Sport1 poinformował, że żądania Francuza są wysokie. To podwyżka, duży bonus za podpis oraz wpisanie do kontraktu klauzuli odejścia.

W przeszłości podobne oczekiwania przedstawił David Alaba, który finalnie wylądował w Realu Madryt.

Część mediów przewiduje, że blisko 27-latek także zjawi się w stolicy Hiszpanii. Sam zawodnik ponoć marzy o dołączeniu do „Królewskich”.

Fakty są jednak takie, że zainteresowanie stoperem wyrażają również Paris Saint-Germain czy Manchester United. Mimo wszystko faworytem pozostaje Real.

„Bild” informuje teraz o włączeniu się do walki Liverpoolu.

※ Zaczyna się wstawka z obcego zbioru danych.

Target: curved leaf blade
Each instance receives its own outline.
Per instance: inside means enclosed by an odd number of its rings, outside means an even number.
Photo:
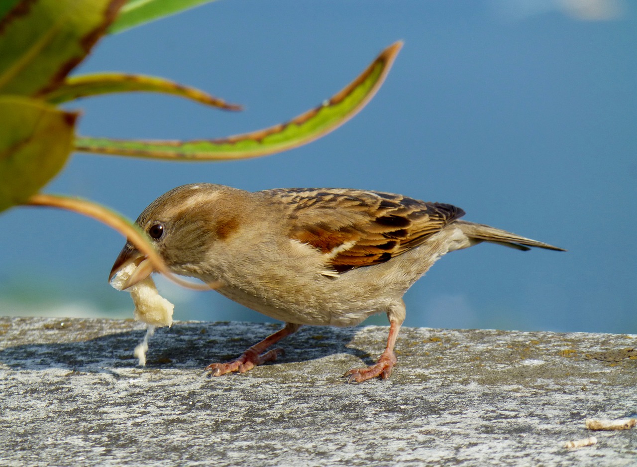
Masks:
[[[218,140],[145,141],[78,137],[75,150],[169,160],[221,161],[292,149],[336,129],[364,107],[380,87],[402,45],[402,42],[390,45],[331,99],[286,123]]]
[[[241,110],[242,108],[240,105],[228,103],[197,88],[184,86],[170,80],[127,73],[95,73],[71,76],[41,97],[52,104],[61,104],[100,94],[136,92],[173,94],[225,110]]]
[[[25,201],[62,169],[78,115],[34,99],[0,96],[0,211]]]
[[[23,0],[0,20],[0,94],[35,96],[90,52],[124,0]]]
[[[161,273],[180,285],[195,290],[207,291],[214,289],[220,285],[216,283],[194,284],[175,276],[170,272],[168,266],[155,251],[150,240],[143,231],[119,213],[97,203],[79,198],[38,193],[29,198],[24,204],[25,206],[40,206],[72,211],[91,217],[108,226],[126,237],[131,243],[135,245],[138,250],[146,255],[155,271]]]
[[[214,0],[128,0],[108,32],[117,34]]]

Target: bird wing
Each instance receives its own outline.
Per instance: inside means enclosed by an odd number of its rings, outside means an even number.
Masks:
[[[464,214],[451,205],[343,189],[262,192],[289,208],[290,239],[311,245],[339,273],[384,262]]]

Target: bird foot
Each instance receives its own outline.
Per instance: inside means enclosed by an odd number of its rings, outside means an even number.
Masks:
[[[391,375],[396,361],[396,356],[394,352],[385,350],[375,365],[362,368],[352,368],[345,371],[343,377],[347,377],[348,384],[361,383],[378,376],[386,380]]]
[[[204,370],[210,371],[210,376],[221,376],[227,373],[245,373],[262,363],[273,361],[284,354],[283,350],[280,347],[273,348],[262,355],[248,348],[236,360],[227,363],[211,363]]]

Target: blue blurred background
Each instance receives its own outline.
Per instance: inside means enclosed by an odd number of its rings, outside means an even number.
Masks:
[[[162,76],[243,104],[156,94],[73,103],[80,132],[218,138],[285,121],[404,47],[357,116],[267,157],[171,163],[75,155],[46,191],[135,219],[178,185],[348,187],[455,204],[465,219],[568,248],[480,245],[407,294],[406,326],[637,333],[637,4],[615,0],[221,0],[106,37],[76,73]],[[124,238],[64,212],[0,216],[0,314],[132,317],[106,277]],[[177,319],[267,321],[165,280]],[[366,324],[385,324],[375,317]]]

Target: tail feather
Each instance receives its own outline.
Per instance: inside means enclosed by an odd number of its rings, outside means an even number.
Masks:
[[[469,239],[476,240],[476,243],[489,241],[522,251],[530,250],[529,247],[536,247],[556,251],[566,251],[563,248],[554,247],[552,245],[545,243],[543,241],[521,237],[519,235],[507,232],[506,230],[496,229],[494,227],[485,226],[482,224],[474,224],[466,220],[456,220],[454,224],[459,227]]]

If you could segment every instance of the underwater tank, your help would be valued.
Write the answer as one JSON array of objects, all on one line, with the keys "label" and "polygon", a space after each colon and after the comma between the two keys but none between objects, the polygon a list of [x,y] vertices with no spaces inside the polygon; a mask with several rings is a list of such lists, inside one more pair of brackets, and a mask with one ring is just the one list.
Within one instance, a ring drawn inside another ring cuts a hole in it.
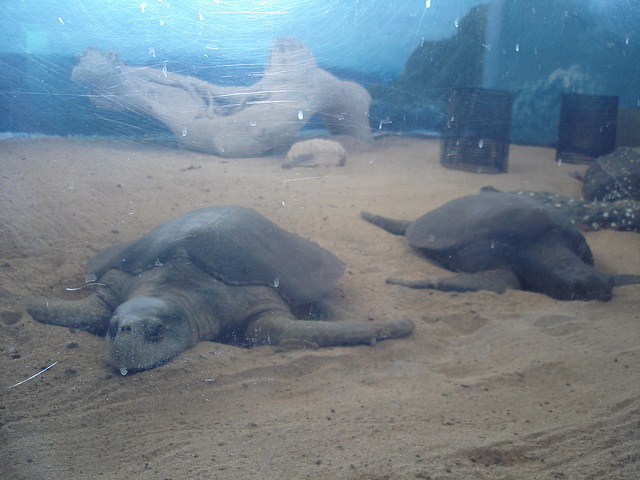
[{"label": "underwater tank", "polygon": [[0,477],[637,477],[638,85],[633,0],[4,0]]}]

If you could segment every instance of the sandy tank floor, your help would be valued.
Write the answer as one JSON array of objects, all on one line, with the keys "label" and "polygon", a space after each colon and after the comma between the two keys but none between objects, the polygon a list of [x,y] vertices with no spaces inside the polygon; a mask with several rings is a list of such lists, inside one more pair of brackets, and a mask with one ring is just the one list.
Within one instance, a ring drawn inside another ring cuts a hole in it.
[{"label": "sandy tank floor", "polygon": [[[122,377],[103,339],[0,309],[0,477],[514,479],[640,475],[640,286],[610,302],[385,284],[445,272],[361,210],[414,219],[485,185],[579,196],[585,166],[512,146],[509,173],[439,163],[437,140],[345,141],[344,167],[283,170],[108,140],[0,141],[0,285],[74,298],[98,251],[188,211],[253,208],[346,263],[333,318],[408,316],[375,346],[283,351],[201,342]],[[585,236],[640,273],[638,233]],[[48,371],[10,386],[57,362]]]}]

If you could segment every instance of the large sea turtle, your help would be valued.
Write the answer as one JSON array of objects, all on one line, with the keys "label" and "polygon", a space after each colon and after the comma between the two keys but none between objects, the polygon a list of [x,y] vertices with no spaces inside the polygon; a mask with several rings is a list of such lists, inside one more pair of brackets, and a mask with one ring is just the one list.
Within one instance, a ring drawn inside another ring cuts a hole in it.
[{"label": "large sea turtle", "polygon": [[411,332],[408,319],[296,320],[290,307],[319,300],[343,270],[331,252],[253,210],[211,207],[96,255],[86,272],[97,287],[84,299],[20,300],[39,322],[105,335],[107,361],[123,375],[200,340],[330,346]]},{"label": "large sea turtle", "polygon": [[571,221],[529,198],[485,192],[452,200],[414,222],[362,212],[454,272],[452,278],[387,283],[445,291],[521,288],[559,300],[610,300],[614,285],[640,276],[607,275],[593,267],[589,245]]}]

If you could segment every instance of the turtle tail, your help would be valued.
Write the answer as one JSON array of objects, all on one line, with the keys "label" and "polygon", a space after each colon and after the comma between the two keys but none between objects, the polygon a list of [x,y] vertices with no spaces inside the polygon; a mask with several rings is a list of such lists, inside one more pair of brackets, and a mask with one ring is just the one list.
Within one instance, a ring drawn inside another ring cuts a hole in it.
[{"label": "turtle tail", "polygon": [[612,275],[613,285],[616,287],[622,287],[623,285],[636,285],[640,283],[640,275]]},{"label": "turtle tail", "polygon": [[380,228],[384,228],[387,232],[393,233],[394,235],[404,235],[407,227],[411,223],[408,220],[394,220],[393,218],[374,215],[369,212],[360,212],[360,215],[367,222],[373,223]]}]

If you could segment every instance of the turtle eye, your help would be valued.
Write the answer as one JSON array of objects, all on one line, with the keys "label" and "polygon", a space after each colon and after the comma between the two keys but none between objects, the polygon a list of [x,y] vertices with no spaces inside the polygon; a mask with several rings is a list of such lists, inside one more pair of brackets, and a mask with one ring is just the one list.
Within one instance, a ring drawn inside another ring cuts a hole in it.
[{"label": "turtle eye", "polygon": [[162,340],[167,333],[167,327],[164,325],[147,325],[144,329],[144,336],[147,342],[157,343]]},{"label": "turtle eye", "polygon": [[109,338],[113,340],[114,338],[116,338],[117,334],[118,334],[118,324],[116,322],[111,322],[111,324],[109,325],[109,331],[108,331]]}]

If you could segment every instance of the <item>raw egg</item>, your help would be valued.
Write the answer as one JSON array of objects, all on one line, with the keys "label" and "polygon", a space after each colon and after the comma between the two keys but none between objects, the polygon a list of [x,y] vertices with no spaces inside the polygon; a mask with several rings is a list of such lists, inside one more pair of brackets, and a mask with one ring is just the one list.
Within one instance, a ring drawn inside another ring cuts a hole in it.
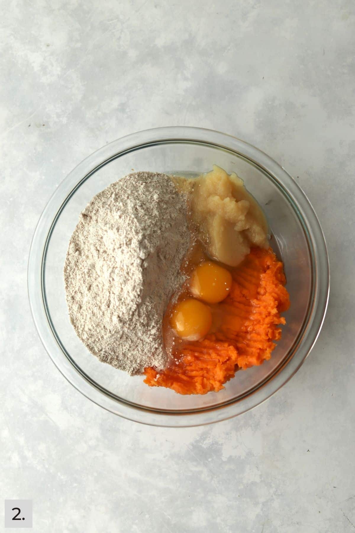
[{"label": "raw egg", "polygon": [[170,318],[170,325],[181,338],[199,341],[208,333],[212,325],[209,307],[189,298],[177,304]]},{"label": "raw egg", "polygon": [[218,303],[228,296],[232,284],[230,272],[211,261],[194,270],[190,281],[192,294],[208,303]]}]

Mistrzowie Anglii ciągle nie porozumieli się z Ibrahimą Konaté, na którego chrapkę mają… „Los Blancos”, ale też inne drużyny.

Niewykluczone zatem, że obecny lider LaLigi poniesie już drugą spektakularną porażkę na rynku transferowym po fiasku z Williamem Salibą.

„The Reds” to królowie minionego lata. W ich szeregi wstąpili Alexander Isak, Jeremie Frimpong, Hugo Ekitiké, Florian Wirtz czy Milos Kerkez.